Alexey · March 30, 2024, 5:30pm

you need to check logs further to see the reason. But I guess that’s context canceled = read timeout = disk is too slow to respond timely.

Until all filewalkers will be successful finished for every trusted satellite, the discrepancy will remain.
Right now I can only suggest to disable a lazy mode

Shab · March 30, 2024, 5:43pm

Yes, it was a context cancelled but I haven’t had any of those errors recently. I disabled lazy filewalker around 3/24 and waited 4.5 days for it to finish and nothing. I’ll wait again but a manual method would be nice. Also would be nice to be able to tell status of filewalker while it is running. Does seem like quite a few people are having this issue since December. I only noticed mine around 2 months ago but I imagine it had been for some time before I noticed.

I was getting a lot of database locked errors as well but I fixed those by going through the corrupt DB restore method. My bandwidth.DB had somehow gotten to 14GB which seems pretty large from what I’ve read, although it is on an ssd. Maybe this fix helped. I’ll report back when I get anything from filewalker.

Alexey · March 31, 2024, 4:00am

2 posts were split to a new topic: From 3 days the Average Disk Spase Used is not updated

Alexey · March 31, 2024, 3:50am

You may track it:

You should have “start” and “finish” (or “Prepare” and “Move” for retain) for every satellite.

this is the reason, because all filewalkers should update a database, to allow the dashboard take this info from there.

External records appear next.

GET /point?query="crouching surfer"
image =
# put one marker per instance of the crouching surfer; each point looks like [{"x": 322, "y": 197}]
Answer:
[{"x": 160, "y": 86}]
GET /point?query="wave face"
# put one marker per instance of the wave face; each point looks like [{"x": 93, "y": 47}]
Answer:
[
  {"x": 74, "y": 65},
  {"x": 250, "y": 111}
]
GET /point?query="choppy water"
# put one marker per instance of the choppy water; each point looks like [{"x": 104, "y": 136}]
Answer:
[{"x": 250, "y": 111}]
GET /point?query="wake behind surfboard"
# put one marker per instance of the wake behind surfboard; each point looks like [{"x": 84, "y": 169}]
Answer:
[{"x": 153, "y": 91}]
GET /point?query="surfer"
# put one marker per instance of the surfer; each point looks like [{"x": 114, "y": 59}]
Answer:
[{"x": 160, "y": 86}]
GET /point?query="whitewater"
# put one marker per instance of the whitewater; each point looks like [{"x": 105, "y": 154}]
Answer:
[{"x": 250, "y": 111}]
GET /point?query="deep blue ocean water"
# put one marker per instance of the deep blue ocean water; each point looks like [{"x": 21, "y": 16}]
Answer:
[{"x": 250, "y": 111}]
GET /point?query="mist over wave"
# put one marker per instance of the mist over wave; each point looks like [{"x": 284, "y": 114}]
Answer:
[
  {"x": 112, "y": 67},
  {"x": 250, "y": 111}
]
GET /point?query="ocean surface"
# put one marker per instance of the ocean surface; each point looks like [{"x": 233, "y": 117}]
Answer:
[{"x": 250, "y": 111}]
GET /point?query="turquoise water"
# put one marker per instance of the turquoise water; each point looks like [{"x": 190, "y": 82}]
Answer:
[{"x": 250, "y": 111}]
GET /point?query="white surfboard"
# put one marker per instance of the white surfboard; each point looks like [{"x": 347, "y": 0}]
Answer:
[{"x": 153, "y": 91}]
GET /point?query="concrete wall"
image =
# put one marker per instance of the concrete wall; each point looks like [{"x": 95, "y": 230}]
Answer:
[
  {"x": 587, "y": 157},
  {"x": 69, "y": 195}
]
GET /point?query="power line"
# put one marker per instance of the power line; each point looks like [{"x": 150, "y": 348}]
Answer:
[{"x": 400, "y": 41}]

GiantJack · March 31, 2024, 6:07pm

update still running: (started iotop with -a and its running for ~15 min and read about 3.2GB in that time)

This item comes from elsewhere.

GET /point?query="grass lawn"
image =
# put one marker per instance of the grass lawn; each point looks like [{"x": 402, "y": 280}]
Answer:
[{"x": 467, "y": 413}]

free space is still unchanged
/dev/sda1 9.1T 9.0T 45G 100% /store
would be nice to get a manual method of checking the free space compared to used space with progress like @Shab said

imo this stupid bug should have highest priority, guess there many nodes out there not even know they have this problem

Alexey · April 1, 2024, 5:01am

Yes, the size of the Bloom filter could be not enough for your node (it depends on the number of pieces), see

But since you have fatal errors, your node likely restarts and loose the received Bloom filter (it’s stored in the memory), so perhaps the garbage collection is rarely happen for your node.
This should be fixed with this feature:

jammerdan · April 1, 2024, 6:15am

At least it seems that this information is available from version 1.98. on:

NotPaidForBugReport · April 1, 2024, 7:59am

If the size of the Bloom filter could be not enough, then storjlabs need to return direct deletions. In the days of direct deletions, there were no problems.

naxbc · April 1, 2024, 1:00pm

Status update @Alexey:
Apparently “used-space-filewalker” finished successfully but still Disk Discrepancy:

Any ideas?

Ambifacient · April 1, 2024, 1:54pm

There doesn’t appear to be a successful finish for US1. It’s probably still running right now.